Speaker: Lucien Sun (Ph.D. Student, Department of Art History)

Flipping Over and Stretching Out: Reading an Accordion-Fold Painting

Discussant: Shiqiu Liu (Ph.D. Candidate, University of Melbourne)

Wednesday, October 27th, 2021

5:45 – 7:45 pm CT, Remotely via Zoom


*Please use this link to register for the zoom meeting.


Abstract:

A new binding format—a long sheet of paper folded back and forth to formulate the shape of an accordion—emerged in China during the Tang–Song transition. Historians of book usually refer to it as jingzhe zhuang 經折裝. Few have considered, however, the specificity of this accordion-fold binding style as art medium, despite that many sutras contain a multi-page frontispiece illustration. This special format allows the viewer to flip over pages of picture like reading an illustrated bound book and meanwhile stretch out several consecutive pages, fold them, and proceed as if rolling a handscroll. In this paper, I will study a twelfth-century Buddhist painting attributed to the artist Zhang Shengwen 張勝溫 of the Dali Kingdom. My analysis of this painting concentrates on the complicated relations between the accordion-fold medium and the images it bears, a path that hardly anyone has taken before.

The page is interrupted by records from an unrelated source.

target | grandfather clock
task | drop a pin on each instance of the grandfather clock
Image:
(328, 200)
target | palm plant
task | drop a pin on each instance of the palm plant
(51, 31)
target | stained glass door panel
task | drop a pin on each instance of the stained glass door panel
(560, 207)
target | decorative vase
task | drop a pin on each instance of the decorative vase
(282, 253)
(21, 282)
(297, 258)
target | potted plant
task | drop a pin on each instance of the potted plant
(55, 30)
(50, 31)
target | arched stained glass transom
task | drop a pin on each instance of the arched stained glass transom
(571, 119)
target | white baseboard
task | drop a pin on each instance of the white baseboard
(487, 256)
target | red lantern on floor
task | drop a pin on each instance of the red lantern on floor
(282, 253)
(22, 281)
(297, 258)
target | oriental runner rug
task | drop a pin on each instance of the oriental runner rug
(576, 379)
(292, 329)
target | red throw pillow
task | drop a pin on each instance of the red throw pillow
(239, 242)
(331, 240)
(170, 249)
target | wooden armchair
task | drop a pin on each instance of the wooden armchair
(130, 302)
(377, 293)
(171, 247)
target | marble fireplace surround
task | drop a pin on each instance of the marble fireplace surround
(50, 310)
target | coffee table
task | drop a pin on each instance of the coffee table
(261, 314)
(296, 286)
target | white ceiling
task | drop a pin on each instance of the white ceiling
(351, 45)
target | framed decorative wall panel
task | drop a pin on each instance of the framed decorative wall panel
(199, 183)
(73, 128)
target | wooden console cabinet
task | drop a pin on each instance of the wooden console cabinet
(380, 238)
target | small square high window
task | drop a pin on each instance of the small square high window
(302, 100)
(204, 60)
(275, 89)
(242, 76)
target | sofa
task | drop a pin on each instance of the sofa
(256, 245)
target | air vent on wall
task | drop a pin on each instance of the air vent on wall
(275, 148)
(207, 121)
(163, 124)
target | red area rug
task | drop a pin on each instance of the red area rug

The first six pages of the painting that depict the procession of the Dali emperor Zhixing and his entourage provide us with a starting point to formulate some structural principles that the artist followed when working on an accordion fold. Several symmetrical scenes of different scale in this painting further demonstrate how the artist reconciled the conflict between the desired iconic composition and the material circumstances of this format. Through a close reading of this painting, I intend to come up with a preliminary set of features that characterize the incredible flexibility of this popular East Asian art medium in relation to the artist, the viewer and the images it bears.

 

Zhang Shengwen. Dali Emperor Duan Zhixing and his entourage worshipping the Buddha. Pages 1–6. 1173–1176 CE. Each page H. 30.4 cm x W. 12 cm. Color on paper. National Palace Museum, Taipei.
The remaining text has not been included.